Il percorso del decreto attuativo
Il testo dell'articolo 1, commi 427-436, della legge n. 199 del 2025, che disciplina il beneficio sotto forma di una maggiorazione del costo fiscalmente ammortizzabile, attende ora il suo completamento operativo. Il Ministero delle Imprese e del Made in Italy ha già trasmesso la bozza del decreto attuativo al Ministero dell'Economia e delle Finanze, un passaggio necessario per ottenere il cosiddetto "concerto". Solo dopo questo iter, il provvedimento dovrà superare il vaglio della Corte dei Conti per poi essere emanato, definendo così nel dettaglio le modalità pratiche per usufruire dell'incentivo destinato ai beni strumentali nuovi.
Le rassicurazioni sui fondi e i tempi tecnici
Parallelamente, mentre si attendono le regole definitive per il futuro, si cerca di chiarire le incertezze sul passato recente, ovvero sul regime della Transizione 5.0. Fonti ministeriali, di fronte a timori crescenti, hanno voluto rassicurare le imprese circa la copertura finanziaria dei progetti già realizzati.
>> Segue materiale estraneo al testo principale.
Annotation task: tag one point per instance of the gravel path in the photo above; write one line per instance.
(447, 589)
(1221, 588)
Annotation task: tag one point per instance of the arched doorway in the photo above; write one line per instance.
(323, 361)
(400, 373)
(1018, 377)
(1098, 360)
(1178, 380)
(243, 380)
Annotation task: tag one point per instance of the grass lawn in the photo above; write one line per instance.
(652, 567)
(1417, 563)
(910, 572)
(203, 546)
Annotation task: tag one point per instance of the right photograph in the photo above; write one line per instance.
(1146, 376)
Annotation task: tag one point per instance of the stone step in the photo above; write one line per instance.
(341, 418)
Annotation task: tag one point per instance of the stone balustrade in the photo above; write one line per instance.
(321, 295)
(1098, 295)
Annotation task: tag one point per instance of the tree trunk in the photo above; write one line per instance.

La partita, si sottolinea, non è affatto chiusa poiché il termine ultimo per comunicare il completamento degli investimenti è fissato al 28 febbraio. Solo a quel punto, una volta acquisiti tutti i dati, sarà possibile tracciare un quadro definitivo e valutare l'eventuale esistenza di risorse mancanti, un aspetto che al momento non è dato conoscere con precisione.
Un panorama in divenire
Ne emerge uno scenario in movimento, dove la continuità degli strumenti di sostegno — dalla Transizione 5.0 al nuovo iperammortamento — è affidata a una transizione normativa ancora in corso. La sostituzione del credito d'imposta con la maggiorazione di ammortamento rappresenta, di per sé, un cambio di filosofia che le aziende dovranno metabolizzare nei propri bilanci. L'integrazione tra obiettivi digitali e energetici, d'altro canto, delinea una soglia di accesso più articolata, la cui efficacia pratica sarà misurabile soltanto dopo l'emanazione dei decreti attuativi e alla luce delle effettive disponibilità di fondo.